Passthrough RTX 5090 CPU Soft BUG lockup, D3cold to D0, after guest shutdown

tytanick

Renowned Member
Feb 25, 2013
109
3
83
Europe/Poland
Guys, i have no idea how to solve this. Already lost like 2 weeks.
Already fixed one side of issues by using ovmf bios but here is the second half mostly when sometimes guest shuts down.

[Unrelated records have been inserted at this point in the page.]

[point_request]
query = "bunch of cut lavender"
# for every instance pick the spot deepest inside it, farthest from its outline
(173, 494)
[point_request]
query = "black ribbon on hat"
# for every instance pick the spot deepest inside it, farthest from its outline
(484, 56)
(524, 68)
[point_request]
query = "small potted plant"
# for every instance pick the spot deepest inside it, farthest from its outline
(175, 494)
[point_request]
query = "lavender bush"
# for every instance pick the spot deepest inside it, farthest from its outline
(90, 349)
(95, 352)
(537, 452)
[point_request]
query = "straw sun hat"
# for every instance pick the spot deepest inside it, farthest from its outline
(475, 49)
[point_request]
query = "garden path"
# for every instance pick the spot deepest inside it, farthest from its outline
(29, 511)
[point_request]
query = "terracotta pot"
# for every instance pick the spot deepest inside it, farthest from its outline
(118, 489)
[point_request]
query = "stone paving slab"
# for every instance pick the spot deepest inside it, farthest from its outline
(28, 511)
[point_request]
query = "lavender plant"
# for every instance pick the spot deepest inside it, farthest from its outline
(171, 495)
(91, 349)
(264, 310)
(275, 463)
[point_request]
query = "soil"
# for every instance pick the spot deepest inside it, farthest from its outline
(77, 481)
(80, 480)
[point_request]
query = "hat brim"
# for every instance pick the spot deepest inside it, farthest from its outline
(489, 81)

I am passthrough RTX5090 and RTX PRO 6000 to linux VMs. And this is working fine (that would suggest no riser issues).
Then sometimes on guest shutdown i am getting those errors below.
Then only reboot of the whole host helps. Its like GPU goes into sleep or some other state and cant wake up or cant be seen.
Or probably there is some issue with vfio ?

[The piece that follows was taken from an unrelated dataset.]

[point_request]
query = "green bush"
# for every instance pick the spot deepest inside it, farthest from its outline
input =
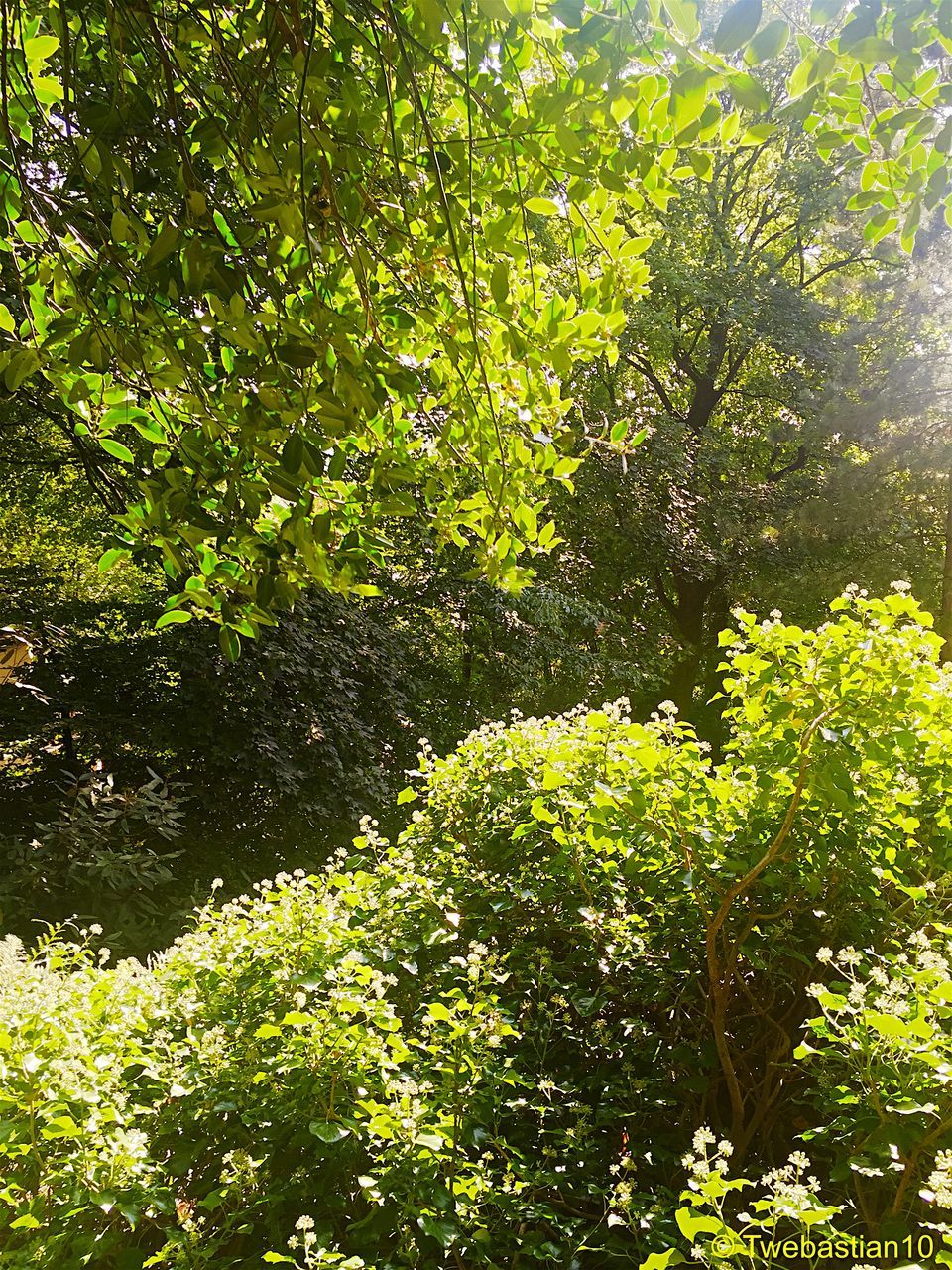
(492, 1042)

I am getting two errors when this happens:

Errors:
"Unable to change power state from D3cold to D0, device inaccessible"
and
CPU BUG soft lockup

Software:
Proxmox 8.4
Motherboard GENOA2D24G-2L+
CPU: 2x AMD EPYC 9654 96-Core Processor
GPU: 5x RTX PRO 6000 blackwell and 6x RTX 5090

I really need to get this sorted and if anyone will help, i can pay for your time guys.
Beside configs below i also tried:
Setting 0 into each GPU at host boot: /sys/bus/pci/devices/0000:$id.0/d3cold_allowed
Disabled ESPM pci-e in bios so that it always stays on PCI-E 5.0 x16

Full errors:
[490431.407576] tap12850079i0: entered promiscuous mode
[490431.440282] wanbr: port 4(tap12850079i0) entered blocking state
[490431.440291] wanbr: port 4(tap12850079i0) entered disabled state

[490431.440354] tap12850079i0: entered allmulticast mode
[490431.440608] wanbr: port 4(tap12850079i0) entered blocking state
[490431.440611] wanbr: port 4(tap12850079i0) entered forwarding state

[490431.805032] vfio-pci 0000:81:00.0: Unable to change power state from D3cold to D0, device inaccessible
[490431.818384] vfio-pci 0000:81:00.0: Unable to change power state from D3cold to D0, device inaccessible
[490431.821151] vfio-pci 0000:81:00.0: Unable to change power state from D3cold to D0, device inaccessible

[490432.869619] pcieport 0000:80:01.1: Data Link Layer Link Active not set in 1000 msec
[490432.874478] wanbr: port 4(tap12850079i0) entered disabled state
[490432.875371] tap12850079i0 (unregistering): left allmulticast mode

CleanShot 2025-07-13 at 10.31.50@2x.png



CleanShot 2025-07-13 at 10.35.12@2x.png

And then i see also CPU softlockup:

CleanShot 2025-07-13 at 17.32.30@2x Duży.jpeg


pveversion
Code:
pve-manager/8.4.1/2a5fa54a8503f96d (running kernel: 6.8.12-11-pve)

uname
Code:
Linux cee93dbc-5f39-4690-bc2c-ec4d4cbf4ea2 6.8.12-11-pve #1 SMP PREEMPT_DYNAMIC PMX 6.8.12-11 (2025-05-22T09:39Z) x86_64 GNU/Linux

cat /etc/default/grub | grep LINUX_DEF
Code:
GRUB_CMDLINE_LINUX_DEFAULT="quiet amd_iommu=on iommu=pt vfio_iommu_type1.allow_unsafe_interrupts=1 vfio-pci.ids=10de:22e8,10de:2bb1 hugepagesz=1G hugepages=1300 default_hugepagesz=1G initcall_blacklist=sysfb_init"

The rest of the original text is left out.